5 thoughts on “The Ancient Silence

  1. Reminds me of some of the great curses found in the mid-part of Isaiah on the destruction of cities. I wonder if we have some biblical tropes entering into Paul’s language here…

  2. This does indeed echo certain Biblical passages, which themselves are copied from Neo-Assyrian sources. See Ashurbanipal in particular:

    “Susa, the great holy city, abode of their gods, seat of their mysteries, I conquered. I entered its palaces, I opened their treasuries where silver and gold, goods and wealth were amassed… I destroyed the ziggurat of Susa. I smashed its shining copper horns. I reduced the temples of Elam to naught; their gods and goddesses I scattered to the winds.

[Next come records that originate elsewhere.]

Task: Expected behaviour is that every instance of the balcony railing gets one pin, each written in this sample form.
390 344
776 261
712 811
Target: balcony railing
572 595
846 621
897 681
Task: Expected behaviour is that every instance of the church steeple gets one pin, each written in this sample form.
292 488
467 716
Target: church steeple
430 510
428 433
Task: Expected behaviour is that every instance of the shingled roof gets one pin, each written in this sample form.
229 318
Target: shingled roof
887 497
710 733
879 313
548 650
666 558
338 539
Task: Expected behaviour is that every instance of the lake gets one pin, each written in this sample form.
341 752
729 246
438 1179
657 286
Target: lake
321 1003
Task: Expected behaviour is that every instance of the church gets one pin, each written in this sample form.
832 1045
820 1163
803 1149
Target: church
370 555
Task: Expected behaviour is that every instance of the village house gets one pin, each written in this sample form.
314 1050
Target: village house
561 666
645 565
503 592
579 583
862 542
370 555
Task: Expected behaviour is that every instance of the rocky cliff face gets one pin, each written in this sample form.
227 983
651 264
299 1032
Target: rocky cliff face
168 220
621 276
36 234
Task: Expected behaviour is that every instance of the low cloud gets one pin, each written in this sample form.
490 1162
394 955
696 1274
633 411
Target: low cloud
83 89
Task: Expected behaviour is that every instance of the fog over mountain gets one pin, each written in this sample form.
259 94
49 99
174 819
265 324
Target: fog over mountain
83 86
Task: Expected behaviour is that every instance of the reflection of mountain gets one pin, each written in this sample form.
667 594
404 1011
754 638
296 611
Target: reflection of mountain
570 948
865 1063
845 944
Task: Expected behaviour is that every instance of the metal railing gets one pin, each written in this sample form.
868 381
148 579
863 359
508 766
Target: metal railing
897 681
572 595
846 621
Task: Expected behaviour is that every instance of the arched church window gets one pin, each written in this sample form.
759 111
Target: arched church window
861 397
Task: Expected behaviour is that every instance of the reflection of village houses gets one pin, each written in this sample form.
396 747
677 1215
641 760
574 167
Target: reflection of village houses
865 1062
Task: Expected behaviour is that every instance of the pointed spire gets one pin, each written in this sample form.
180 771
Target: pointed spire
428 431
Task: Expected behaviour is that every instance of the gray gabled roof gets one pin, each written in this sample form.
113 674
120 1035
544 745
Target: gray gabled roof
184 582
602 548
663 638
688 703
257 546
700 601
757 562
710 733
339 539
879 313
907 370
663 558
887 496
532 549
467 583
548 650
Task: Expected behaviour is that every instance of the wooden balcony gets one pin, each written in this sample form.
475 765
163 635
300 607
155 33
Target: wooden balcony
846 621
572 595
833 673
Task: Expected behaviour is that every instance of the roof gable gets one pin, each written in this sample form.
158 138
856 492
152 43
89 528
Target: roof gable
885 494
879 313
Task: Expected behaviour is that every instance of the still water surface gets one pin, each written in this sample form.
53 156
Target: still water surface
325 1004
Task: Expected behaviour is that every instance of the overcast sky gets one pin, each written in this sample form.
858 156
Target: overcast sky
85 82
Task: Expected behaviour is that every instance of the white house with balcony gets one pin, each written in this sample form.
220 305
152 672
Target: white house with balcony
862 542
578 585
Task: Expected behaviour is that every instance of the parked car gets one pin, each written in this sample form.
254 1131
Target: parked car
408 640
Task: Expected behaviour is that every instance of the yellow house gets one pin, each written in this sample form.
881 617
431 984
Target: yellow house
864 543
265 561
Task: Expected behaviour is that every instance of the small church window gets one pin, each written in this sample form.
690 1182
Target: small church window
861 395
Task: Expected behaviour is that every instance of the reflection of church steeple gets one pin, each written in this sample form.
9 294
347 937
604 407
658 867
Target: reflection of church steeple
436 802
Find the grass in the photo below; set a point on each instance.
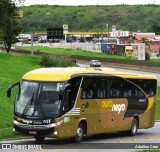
(158, 105)
(73, 52)
(78, 52)
(12, 68)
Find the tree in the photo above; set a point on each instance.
(9, 26)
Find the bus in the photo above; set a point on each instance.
(75, 102)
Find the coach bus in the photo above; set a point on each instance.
(76, 102)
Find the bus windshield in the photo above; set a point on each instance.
(39, 99)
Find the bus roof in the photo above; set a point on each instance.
(63, 74)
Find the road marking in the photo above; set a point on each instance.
(135, 139)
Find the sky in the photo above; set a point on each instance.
(90, 2)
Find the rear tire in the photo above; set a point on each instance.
(133, 130)
(39, 139)
(79, 133)
(134, 127)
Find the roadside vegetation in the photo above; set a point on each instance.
(13, 67)
(143, 18)
(70, 52)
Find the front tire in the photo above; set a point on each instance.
(134, 127)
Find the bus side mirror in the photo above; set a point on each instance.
(10, 88)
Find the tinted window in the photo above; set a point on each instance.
(149, 86)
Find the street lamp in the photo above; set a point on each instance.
(107, 33)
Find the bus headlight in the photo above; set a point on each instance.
(16, 122)
(54, 124)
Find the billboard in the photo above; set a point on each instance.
(54, 33)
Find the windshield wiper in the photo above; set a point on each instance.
(30, 101)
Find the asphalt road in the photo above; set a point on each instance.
(145, 139)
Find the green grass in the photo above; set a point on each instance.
(158, 105)
(12, 68)
(73, 52)
(78, 52)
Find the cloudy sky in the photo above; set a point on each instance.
(90, 2)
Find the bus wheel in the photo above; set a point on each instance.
(39, 138)
(79, 134)
(134, 127)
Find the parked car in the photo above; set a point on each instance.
(95, 63)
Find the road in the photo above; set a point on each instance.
(144, 138)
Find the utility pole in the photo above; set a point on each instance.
(107, 33)
(31, 43)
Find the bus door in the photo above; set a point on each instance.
(116, 105)
(92, 98)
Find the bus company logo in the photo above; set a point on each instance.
(118, 107)
(107, 104)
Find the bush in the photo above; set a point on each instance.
(55, 60)
(147, 55)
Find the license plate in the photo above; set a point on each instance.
(31, 132)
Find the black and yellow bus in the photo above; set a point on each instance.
(75, 102)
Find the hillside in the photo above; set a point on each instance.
(138, 18)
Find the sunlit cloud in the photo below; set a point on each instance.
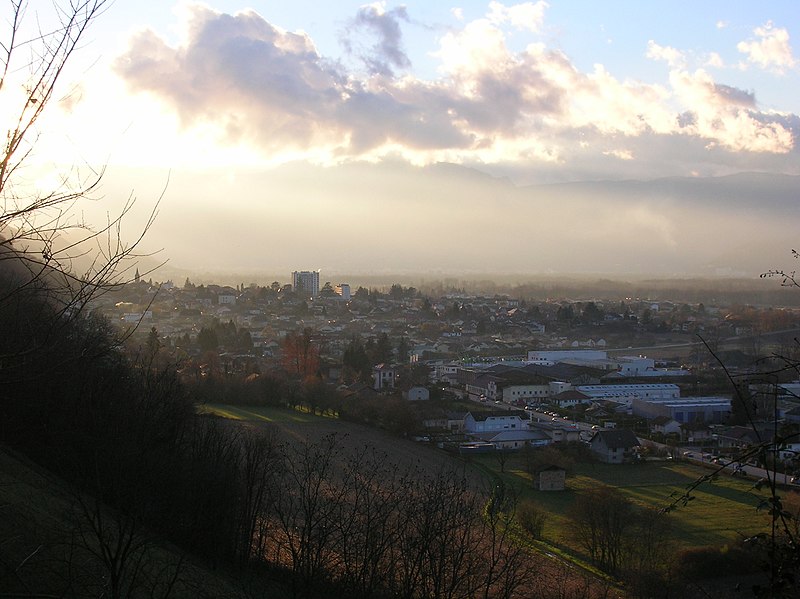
(671, 56)
(528, 15)
(270, 89)
(770, 50)
(621, 154)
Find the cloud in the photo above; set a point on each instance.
(771, 49)
(387, 53)
(528, 15)
(620, 154)
(671, 56)
(258, 84)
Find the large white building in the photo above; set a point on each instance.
(306, 281)
(685, 410)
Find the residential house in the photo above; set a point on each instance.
(417, 393)
(383, 377)
(614, 446)
(483, 422)
(513, 439)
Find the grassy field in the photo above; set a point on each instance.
(723, 511)
(259, 414)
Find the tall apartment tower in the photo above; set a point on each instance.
(306, 281)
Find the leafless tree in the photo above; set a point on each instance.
(40, 232)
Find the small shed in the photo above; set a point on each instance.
(549, 478)
(417, 393)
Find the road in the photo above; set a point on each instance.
(732, 467)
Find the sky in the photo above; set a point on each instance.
(315, 135)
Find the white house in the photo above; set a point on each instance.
(484, 422)
(417, 393)
(383, 377)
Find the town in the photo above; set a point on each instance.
(660, 374)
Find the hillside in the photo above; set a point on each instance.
(49, 546)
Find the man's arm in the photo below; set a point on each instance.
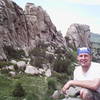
(90, 84)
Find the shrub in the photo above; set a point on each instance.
(18, 91)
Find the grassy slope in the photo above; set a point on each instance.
(36, 87)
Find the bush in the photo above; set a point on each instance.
(18, 91)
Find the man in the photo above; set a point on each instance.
(86, 76)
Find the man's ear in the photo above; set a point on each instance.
(77, 57)
(91, 57)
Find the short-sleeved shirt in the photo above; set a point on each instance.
(92, 73)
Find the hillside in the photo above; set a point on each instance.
(95, 38)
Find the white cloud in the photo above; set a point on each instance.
(87, 2)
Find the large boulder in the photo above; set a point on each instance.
(78, 35)
(23, 29)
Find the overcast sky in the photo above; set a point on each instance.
(63, 13)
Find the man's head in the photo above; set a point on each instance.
(84, 56)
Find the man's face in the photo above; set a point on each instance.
(84, 59)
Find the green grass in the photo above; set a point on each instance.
(35, 87)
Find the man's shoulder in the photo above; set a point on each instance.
(95, 64)
(77, 68)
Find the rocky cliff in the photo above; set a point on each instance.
(78, 35)
(23, 29)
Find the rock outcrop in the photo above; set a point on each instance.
(78, 35)
(23, 29)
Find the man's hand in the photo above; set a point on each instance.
(67, 86)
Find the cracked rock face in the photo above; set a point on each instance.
(22, 29)
(78, 35)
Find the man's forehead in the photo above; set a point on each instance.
(83, 50)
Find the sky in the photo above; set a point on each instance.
(63, 13)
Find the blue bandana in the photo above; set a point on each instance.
(83, 50)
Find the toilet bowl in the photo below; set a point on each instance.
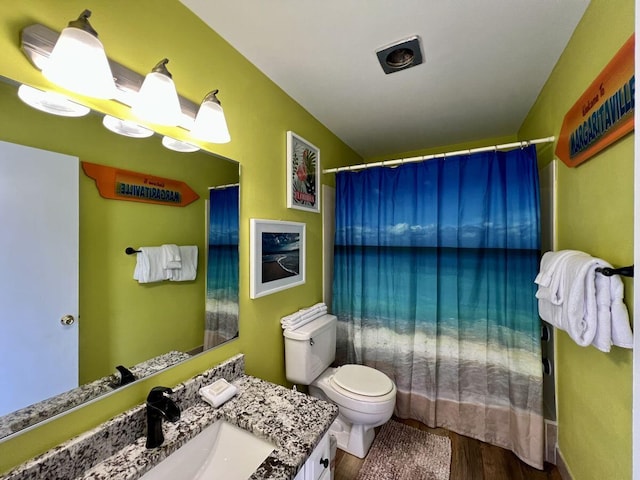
(365, 396)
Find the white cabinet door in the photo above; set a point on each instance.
(317, 467)
(39, 281)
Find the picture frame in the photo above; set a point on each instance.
(303, 174)
(277, 256)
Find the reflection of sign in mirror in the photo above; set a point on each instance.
(303, 174)
(604, 112)
(118, 184)
(277, 256)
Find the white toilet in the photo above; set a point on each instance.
(365, 397)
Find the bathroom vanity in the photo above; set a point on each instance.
(294, 422)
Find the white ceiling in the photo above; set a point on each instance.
(485, 63)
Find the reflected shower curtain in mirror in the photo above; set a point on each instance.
(433, 285)
(221, 323)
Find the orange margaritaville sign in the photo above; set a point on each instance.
(118, 184)
(603, 114)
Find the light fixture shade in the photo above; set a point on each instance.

The tombs of their ancient and recent kings I devastated, I exposed to the sun, and I carried away their bones toward the land of Ashur. I devastated the provinces of Elam and on their lands I sowed salt.”

    “I left his fields empty of the voice of mankind, the tread of cattle and sheep, the merry shout of harvest-home; and in them I made wild asses crouch, and gazelles, and all kinds of wild beasts.”

  3. I thought of the Biblical resonances, but also note the use of sound as an indicator of barrenness, as much or even more than the visual impact. Some recent scholarship on “soundscapes” posits that some cultures express their views and emotions more through auditory imagery (thunder strikes rather than lightening strikes).
    But I was also reminded of 9/11 as experienced from a distance–the eerie silence of no planes landing or taking off, a sound we take for granted in the background of our environment, until it is gone.